Thursday, October 23, 2008:Despite its profit downgrade, Accor has just announced that it will be refocusing on its two main operations of Hotels and Services, while 600 properties could be up for restructuring in its continual asset pursuit.
With many global companies tightening the belt in this current environment of economic uncertainty, French hospitality group Accor has just announced that it will immediately implement a EUR75 million cost saving program, the details of which are still to be revealed.
Over the next two years, Accor will pursue the transformation of the hotel business model to make it more resilient and more cash generative, as well as the transformation of Services to speed up the growth through a business model based on prepaid electronic media and conquest of new markets, said the group in a statement.
In the hotel sector, the group will look to further rebranding its properties to highlight the different segments after the successful introduction of Pullman and All Seasons as well as the repositioning of Sofitel.
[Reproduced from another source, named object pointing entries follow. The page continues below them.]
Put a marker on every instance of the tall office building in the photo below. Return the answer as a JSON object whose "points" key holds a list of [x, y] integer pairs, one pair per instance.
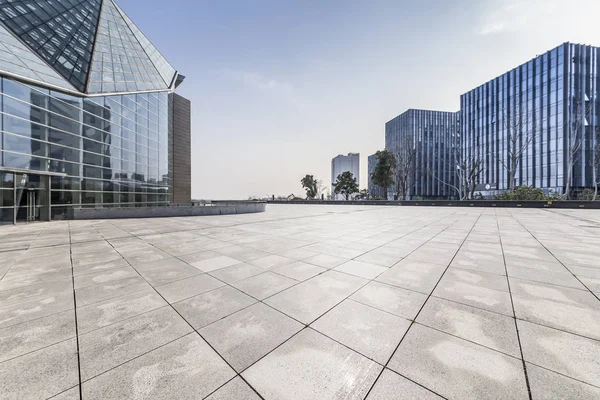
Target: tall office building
{"points": [[89, 114], [551, 106], [428, 136], [341, 164], [374, 190]]}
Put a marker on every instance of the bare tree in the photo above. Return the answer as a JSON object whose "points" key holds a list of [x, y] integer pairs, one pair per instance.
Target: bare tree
{"points": [[520, 133], [464, 167], [596, 162], [405, 168], [575, 134], [321, 188]]}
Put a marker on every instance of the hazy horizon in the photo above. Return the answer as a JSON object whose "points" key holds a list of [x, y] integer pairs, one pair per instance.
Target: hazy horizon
{"points": [[280, 88]]}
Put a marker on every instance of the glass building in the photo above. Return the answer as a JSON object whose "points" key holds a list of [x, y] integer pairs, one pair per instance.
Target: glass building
{"points": [[88, 112], [551, 107], [374, 190], [428, 135]]}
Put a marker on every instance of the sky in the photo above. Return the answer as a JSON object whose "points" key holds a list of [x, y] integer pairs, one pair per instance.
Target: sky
{"points": [[279, 88]]}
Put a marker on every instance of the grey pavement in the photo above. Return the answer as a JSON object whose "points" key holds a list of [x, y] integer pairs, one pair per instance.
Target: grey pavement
{"points": [[304, 302]]}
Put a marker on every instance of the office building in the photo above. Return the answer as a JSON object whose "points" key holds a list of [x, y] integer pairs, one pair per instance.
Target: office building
{"points": [[551, 107], [374, 190], [341, 164], [89, 114], [421, 140]]}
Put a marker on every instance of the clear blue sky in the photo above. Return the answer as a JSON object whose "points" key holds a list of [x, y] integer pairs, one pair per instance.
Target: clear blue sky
{"points": [[278, 88]]}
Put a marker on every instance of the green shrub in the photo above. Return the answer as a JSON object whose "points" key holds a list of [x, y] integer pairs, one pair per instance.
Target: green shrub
{"points": [[524, 193]]}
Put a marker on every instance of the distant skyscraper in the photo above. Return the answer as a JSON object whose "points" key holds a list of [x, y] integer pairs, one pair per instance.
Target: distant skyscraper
{"points": [[552, 103], [89, 114], [427, 134], [341, 164], [374, 190]]}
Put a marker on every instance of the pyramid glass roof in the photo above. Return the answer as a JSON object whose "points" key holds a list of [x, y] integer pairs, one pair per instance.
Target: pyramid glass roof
{"points": [[89, 46], [17, 59], [61, 32]]}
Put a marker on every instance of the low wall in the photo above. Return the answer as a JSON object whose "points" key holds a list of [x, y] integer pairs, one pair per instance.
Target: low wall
{"points": [[215, 208], [450, 203]]}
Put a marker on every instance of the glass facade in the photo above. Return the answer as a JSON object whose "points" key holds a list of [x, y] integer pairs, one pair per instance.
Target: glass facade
{"points": [[429, 135], [115, 150], [61, 32], [120, 63], [541, 104]]}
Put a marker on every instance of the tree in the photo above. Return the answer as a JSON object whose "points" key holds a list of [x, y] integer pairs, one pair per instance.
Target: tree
{"points": [[345, 185], [321, 188], [405, 168], [309, 183], [383, 175], [596, 163], [465, 167], [575, 134], [520, 133]]}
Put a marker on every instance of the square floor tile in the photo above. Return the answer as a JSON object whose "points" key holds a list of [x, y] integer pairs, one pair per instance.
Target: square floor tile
{"points": [[246, 336], [209, 307], [236, 273], [213, 264], [264, 285], [183, 369], [109, 276], [166, 271], [546, 384], [189, 287], [383, 257], [325, 260], [457, 369], [108, 347], [41, 374], [567, 309], [98, 315], [235, 389], [311, 366], [474, 295], [312, 298], [96, 293], [401, 302], [299, 270], [367, 330], [38, 307], [571, 355], [486, 328], [414, 275], [390, 385], [361, 269], [271, 261], [33, 335]]}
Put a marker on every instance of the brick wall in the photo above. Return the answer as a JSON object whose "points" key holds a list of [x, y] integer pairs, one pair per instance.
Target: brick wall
{"points": [[182, 167]]}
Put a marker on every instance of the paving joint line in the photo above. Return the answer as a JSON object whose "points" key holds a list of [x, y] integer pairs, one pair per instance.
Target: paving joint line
{"points": [[75, 313], [426, 300], [556, 258]]}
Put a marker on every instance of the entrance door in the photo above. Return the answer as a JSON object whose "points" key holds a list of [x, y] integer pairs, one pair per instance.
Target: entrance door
{"points": [[31, 209], [31, 198]]}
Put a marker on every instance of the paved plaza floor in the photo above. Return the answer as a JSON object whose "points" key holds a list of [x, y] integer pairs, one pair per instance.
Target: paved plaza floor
{"points": [[304, 302]]}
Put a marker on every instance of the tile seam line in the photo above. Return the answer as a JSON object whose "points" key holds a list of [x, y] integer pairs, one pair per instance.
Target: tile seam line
{"points": [[188, 323], [304, 324], [75, 314], [425, 302], [24, 251], [512, 304], [556, 258]]}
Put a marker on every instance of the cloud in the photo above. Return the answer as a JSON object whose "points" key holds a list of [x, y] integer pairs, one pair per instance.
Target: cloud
{"points": [[502, 16], [261, 83]]}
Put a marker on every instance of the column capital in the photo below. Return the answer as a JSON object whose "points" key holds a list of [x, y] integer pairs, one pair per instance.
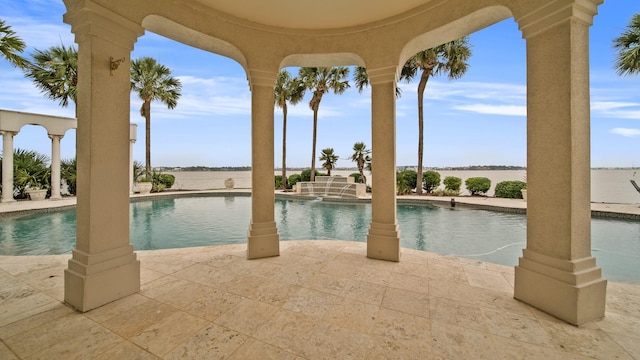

Today, 55% of the network is operated under management contracts, franchise agreements or variable leases versus 35% in 2004. The objective is to reduce volatility in cash flow streams and optimize overall return on capital employed, says Accor.
Part of its asset right strategy, 600 properties have been identified for possible restructuring. This will eventuate in some 77% of the network to be operated through management, franchise or other leases with less capital intensity.
The expansion plan is playing a key role as a driver for future profit, the company continues. The 200,000-room plan will be completed in 2011. Accor expects to open an average 40,000 rooms a year once cruising speed is reached in 2010, following on from the 155,000 rooms opened over the 2006-2010 period.
Accors service sector has attributed on average an 18.5% annual increase in revenue with accelerations still expected.